Rares sont les personnes qui savent que sous le pseudonyme de Selma, Mlle Arbia Zaouche a été la première speakerine de langue arabe en Tunisie.
A l’époque héroïque des débuts de Radio-Tunis, la première causerie qu’elle fit devant le micro provoqua une énorme sensation dans les milieux tunisiens. Les auditeurs, qui avaient capté à cette époque les accents émus de sa voix, n’en croyaient pas leurs oreilles : quoi !
Une femme s’exprimait à la radio, correctement et avec assurance dans le plus bel arabe classique qui soit, mais le charme féminin de sa voix lui acquit bientôt la sympathie des auditeurs.
Sa prononciation, qui était d’un naturel agréable et nuancé, rendait plus savoureuse dans sa bouche la langue du Coran. Douée d’un esprit vif et curieux, musicienne accomplie, elle chantait et jouait de plusieurs instruments, elle était passionnée de musique et de poésie.
Elle avait collaboré à notre Revue dès les premiers jours de sa création et tenu avec succès sous le pseudonyme d’Assia la difficile chronique mondaine. Si nous soulevons aujourd’hui avec tristesse le voile funèbre de son anonymat, c’est pour rendre hommage à sa véritable et forte personnalité digne de notre souvenir admiratif.
Leila, Août 1940
Pour terminer, j’étais un grand amateur de la radio-De mon temps, il n’y avait que la T.S.F (transmission sans fil) d’ailleurs.

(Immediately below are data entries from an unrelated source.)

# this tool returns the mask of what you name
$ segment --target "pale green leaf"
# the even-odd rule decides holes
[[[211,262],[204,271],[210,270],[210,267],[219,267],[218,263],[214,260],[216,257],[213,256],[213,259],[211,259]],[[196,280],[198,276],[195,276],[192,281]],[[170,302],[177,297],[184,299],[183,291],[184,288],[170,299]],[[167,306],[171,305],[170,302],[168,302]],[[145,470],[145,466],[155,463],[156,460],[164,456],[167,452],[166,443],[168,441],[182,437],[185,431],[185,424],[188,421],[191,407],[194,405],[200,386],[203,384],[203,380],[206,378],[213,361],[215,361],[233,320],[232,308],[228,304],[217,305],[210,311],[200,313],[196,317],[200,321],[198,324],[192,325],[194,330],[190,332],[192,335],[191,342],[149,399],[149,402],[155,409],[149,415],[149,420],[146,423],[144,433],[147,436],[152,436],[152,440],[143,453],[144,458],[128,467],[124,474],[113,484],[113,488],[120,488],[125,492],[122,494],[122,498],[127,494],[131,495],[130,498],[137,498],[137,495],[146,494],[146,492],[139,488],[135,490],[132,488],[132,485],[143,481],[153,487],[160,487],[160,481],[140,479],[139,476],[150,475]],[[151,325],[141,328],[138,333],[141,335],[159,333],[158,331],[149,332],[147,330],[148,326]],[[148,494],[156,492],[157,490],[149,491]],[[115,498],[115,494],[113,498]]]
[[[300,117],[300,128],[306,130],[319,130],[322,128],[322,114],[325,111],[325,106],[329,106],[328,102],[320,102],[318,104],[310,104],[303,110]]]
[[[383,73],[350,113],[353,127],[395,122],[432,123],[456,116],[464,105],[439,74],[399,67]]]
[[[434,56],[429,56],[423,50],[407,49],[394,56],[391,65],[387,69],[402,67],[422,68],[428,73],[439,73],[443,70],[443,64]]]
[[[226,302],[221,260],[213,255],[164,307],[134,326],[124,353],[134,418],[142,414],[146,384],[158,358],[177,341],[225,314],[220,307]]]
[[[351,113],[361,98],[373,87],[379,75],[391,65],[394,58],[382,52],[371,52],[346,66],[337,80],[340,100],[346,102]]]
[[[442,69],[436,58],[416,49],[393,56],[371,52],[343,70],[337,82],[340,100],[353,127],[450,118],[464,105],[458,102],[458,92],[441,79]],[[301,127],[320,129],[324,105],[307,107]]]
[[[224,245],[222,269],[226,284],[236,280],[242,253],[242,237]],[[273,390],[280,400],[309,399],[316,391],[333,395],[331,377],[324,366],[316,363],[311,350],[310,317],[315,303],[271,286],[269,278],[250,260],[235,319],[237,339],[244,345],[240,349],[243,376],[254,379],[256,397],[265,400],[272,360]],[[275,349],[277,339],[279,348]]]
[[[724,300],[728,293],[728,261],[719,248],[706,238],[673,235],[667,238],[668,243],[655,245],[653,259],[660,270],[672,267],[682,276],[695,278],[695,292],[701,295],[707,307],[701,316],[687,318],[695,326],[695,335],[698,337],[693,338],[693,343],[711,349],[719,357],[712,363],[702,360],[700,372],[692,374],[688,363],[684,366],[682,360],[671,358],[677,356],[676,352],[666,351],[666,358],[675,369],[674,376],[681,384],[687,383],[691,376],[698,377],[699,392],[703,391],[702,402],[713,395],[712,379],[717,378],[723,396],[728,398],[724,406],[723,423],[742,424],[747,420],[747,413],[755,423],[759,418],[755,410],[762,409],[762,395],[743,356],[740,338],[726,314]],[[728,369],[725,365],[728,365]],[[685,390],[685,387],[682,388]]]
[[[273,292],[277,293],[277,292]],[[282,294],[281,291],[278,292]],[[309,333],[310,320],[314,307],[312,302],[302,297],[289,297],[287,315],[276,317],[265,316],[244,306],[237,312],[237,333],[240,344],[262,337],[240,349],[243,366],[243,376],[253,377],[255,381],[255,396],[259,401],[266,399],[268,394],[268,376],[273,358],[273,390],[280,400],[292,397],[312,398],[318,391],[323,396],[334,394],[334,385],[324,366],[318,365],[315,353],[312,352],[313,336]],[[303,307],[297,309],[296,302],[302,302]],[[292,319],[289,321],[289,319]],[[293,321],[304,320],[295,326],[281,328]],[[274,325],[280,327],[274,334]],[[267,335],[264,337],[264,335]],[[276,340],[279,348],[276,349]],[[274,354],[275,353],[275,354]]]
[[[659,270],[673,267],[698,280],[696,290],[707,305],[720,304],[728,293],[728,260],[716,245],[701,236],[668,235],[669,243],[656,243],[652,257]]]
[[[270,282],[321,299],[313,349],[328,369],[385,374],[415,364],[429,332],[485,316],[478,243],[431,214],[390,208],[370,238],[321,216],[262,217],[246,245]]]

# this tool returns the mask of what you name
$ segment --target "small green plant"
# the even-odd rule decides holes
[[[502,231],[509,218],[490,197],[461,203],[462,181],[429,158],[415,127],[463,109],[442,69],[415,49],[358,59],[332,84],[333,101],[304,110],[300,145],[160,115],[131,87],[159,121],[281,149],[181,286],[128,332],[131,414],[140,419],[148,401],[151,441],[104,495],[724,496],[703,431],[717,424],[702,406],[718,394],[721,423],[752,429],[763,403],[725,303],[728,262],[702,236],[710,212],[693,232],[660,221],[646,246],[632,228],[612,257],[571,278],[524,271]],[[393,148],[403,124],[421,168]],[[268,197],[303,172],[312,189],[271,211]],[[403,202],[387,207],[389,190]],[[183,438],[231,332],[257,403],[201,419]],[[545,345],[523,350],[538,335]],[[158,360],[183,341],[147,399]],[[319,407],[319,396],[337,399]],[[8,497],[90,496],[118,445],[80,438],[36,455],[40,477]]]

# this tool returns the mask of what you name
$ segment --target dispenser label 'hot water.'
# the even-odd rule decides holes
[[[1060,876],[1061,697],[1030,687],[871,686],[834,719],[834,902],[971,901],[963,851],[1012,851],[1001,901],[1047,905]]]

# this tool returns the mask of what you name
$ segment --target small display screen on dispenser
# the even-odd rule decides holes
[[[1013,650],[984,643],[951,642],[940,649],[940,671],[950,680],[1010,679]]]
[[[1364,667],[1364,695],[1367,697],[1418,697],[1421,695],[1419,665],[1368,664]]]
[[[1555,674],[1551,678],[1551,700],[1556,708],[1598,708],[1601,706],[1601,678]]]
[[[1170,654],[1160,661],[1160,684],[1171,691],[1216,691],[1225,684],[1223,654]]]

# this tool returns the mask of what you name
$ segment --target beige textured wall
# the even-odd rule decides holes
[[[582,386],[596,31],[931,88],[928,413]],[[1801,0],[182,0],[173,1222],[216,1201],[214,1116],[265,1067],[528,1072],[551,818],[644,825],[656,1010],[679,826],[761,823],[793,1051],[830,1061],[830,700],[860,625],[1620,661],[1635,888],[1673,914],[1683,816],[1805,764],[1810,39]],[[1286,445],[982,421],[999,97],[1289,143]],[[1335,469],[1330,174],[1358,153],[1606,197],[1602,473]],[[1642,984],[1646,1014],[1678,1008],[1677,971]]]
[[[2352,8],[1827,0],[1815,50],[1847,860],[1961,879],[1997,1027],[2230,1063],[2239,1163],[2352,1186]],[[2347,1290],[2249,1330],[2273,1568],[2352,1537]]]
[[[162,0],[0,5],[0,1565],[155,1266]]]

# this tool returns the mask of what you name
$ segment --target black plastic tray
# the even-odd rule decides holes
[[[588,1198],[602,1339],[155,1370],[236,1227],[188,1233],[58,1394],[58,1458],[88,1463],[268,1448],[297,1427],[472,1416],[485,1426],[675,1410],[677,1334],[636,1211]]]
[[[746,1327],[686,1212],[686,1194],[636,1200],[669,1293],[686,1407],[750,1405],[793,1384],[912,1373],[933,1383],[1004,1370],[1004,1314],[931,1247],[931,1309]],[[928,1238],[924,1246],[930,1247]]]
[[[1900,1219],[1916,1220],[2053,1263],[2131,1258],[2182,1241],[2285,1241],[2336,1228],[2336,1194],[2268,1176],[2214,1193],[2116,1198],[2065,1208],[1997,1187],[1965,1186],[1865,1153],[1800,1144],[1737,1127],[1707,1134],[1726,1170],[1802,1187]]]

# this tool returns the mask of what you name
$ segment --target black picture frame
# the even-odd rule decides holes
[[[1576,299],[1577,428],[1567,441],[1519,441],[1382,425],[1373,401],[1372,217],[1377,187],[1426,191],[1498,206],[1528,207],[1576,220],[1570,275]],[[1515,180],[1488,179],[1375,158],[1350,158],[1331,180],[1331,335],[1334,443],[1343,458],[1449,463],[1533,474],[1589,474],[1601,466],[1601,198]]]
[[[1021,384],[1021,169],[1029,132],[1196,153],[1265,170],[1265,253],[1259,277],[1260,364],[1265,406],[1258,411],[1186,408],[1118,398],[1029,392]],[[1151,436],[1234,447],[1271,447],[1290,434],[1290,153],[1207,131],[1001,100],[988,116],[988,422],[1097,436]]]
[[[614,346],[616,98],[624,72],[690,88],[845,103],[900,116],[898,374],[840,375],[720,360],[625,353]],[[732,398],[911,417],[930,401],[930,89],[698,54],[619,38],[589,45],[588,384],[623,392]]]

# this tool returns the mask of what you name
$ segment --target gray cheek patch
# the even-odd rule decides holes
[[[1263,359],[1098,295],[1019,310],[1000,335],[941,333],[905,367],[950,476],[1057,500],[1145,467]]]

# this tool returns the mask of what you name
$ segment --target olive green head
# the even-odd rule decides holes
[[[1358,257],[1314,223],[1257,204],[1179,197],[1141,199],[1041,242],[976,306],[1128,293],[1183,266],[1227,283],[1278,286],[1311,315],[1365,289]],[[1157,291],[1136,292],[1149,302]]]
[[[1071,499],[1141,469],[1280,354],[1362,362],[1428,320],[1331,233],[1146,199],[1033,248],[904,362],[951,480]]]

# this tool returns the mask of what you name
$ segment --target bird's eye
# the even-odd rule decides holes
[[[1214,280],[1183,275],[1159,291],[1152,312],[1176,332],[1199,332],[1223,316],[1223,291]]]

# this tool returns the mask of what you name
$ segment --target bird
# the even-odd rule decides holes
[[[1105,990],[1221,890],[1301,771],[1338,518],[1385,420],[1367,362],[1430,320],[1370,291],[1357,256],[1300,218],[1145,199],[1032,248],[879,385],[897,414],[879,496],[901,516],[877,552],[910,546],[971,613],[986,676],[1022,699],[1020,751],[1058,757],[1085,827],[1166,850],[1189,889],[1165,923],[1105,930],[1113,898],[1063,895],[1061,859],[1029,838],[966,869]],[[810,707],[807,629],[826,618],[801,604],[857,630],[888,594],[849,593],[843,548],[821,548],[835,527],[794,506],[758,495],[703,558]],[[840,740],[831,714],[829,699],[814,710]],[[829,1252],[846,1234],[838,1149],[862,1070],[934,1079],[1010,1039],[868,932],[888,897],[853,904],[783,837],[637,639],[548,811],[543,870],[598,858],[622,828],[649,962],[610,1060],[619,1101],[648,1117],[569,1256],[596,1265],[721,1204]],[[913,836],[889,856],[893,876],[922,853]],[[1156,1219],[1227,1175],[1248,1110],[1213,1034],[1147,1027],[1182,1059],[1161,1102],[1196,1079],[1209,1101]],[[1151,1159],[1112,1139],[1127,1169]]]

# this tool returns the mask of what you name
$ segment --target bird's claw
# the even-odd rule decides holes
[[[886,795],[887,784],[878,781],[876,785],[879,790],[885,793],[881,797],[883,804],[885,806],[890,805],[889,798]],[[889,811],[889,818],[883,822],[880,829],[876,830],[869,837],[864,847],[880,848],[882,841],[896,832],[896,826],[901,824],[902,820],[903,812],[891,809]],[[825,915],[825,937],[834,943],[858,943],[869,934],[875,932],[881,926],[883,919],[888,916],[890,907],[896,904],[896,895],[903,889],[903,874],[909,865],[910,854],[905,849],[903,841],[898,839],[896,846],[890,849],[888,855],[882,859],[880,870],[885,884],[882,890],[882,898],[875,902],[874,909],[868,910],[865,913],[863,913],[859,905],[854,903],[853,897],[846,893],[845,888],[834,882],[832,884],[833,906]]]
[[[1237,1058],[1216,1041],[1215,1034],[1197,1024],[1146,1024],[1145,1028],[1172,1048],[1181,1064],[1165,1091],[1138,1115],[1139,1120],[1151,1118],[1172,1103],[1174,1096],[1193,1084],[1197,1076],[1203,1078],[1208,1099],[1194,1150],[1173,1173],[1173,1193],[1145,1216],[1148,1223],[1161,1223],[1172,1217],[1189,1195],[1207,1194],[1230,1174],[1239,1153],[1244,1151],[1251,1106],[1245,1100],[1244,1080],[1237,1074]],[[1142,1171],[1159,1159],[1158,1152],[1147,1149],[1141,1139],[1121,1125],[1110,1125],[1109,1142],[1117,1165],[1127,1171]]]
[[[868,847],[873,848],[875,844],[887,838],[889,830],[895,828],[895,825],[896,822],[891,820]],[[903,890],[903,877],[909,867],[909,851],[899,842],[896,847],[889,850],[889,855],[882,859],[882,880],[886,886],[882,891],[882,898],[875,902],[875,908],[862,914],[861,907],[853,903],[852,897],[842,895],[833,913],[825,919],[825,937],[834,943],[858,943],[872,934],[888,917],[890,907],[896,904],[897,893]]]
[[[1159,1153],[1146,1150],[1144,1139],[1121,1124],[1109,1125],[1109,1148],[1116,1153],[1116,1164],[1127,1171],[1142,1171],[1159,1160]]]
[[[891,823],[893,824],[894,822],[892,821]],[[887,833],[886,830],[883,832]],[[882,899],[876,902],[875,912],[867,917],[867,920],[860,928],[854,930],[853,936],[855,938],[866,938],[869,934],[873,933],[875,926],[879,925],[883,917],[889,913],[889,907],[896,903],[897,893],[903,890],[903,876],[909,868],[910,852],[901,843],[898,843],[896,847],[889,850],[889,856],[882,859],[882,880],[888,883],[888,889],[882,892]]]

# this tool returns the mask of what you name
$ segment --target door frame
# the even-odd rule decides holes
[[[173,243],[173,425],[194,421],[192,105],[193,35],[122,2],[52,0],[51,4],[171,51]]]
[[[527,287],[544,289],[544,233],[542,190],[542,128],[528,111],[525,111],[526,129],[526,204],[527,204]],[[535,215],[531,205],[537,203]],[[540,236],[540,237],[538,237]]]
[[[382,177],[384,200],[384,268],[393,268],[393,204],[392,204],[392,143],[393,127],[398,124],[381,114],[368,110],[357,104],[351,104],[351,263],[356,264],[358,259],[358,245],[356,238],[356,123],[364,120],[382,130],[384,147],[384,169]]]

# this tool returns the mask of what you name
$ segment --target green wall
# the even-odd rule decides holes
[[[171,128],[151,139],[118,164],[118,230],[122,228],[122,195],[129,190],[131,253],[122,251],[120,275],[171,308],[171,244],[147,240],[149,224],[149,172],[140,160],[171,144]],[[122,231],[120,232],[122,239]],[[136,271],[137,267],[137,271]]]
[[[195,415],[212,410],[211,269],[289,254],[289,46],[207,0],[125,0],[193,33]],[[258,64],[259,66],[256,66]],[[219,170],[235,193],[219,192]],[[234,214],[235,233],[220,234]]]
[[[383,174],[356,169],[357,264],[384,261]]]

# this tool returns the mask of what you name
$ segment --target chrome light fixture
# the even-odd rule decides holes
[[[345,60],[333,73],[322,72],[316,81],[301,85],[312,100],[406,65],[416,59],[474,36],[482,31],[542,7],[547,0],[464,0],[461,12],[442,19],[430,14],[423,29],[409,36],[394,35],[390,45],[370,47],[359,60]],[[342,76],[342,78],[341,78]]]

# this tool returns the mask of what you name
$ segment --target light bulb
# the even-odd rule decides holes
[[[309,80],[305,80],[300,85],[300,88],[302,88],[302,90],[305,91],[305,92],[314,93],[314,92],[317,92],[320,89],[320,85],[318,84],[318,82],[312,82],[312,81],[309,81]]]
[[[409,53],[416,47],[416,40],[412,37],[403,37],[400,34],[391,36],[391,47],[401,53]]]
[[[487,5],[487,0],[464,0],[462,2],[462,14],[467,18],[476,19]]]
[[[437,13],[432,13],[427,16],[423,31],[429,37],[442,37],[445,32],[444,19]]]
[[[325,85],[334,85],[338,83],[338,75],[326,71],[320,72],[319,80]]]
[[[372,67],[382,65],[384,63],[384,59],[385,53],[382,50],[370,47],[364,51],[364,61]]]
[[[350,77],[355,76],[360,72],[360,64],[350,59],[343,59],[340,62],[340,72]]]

Au début, elle était un luxe et rares étaient les foyers qui possédaient un poste de radio. J’ai découvert, quant à moi, pour la première fois, la radio (puis le frigidaire) chez mon oncle maternel qui était greffier au tribunal, gagnait bien sa vie et pouvait se payer tout ce que mon père n’avait pas les moyens d’acheter, puis dans les cafés que je fréquentais. Et je n’ai acheté mon premier poste de radio (d’occasion) que le mardi 6 janvier 1948. Je l’avais payé, à l’époque, 11.500 francs.
Et je m’étais vite passionné pour certaines émissions, en arabe et en français, de Radio Tunis.
Je vouais une grande admiration à certains speakers dont Mahmoud Bourguiba, M’hamed Ali Ben Salem, Mohamed Hefdhi Zlitni et Abdelaziz Laroui.
J’aimais, beaucoup, également, les émissions de Najia Thameur à qui j’écrivais souvent pour émettre mon avis sur les questions qu’elle soulevait dans ses émissions. Les auditeurs de Radio-Tunis (dont je faisais, enfin, partie) ne pouvaient pas, d’autre part, ne pas aimer Hamouda Maâli et apprécier les pièces qu’il mettait en ondes et dont il était l’interprète principal.
A propos de la Troupe théâtrale de Radio Tunis signalons que les premiers contractuels au début des années cinquante de cette excellente troupe furent : Najoua Ikram, Mohamed El Hédi, Taoufik Abdelli, Abdelmajid Boudidah, Fatma El Bahri et Abdelaziz Arfaoui. Ils touchaient 16.000 francs par mois plus les cachets.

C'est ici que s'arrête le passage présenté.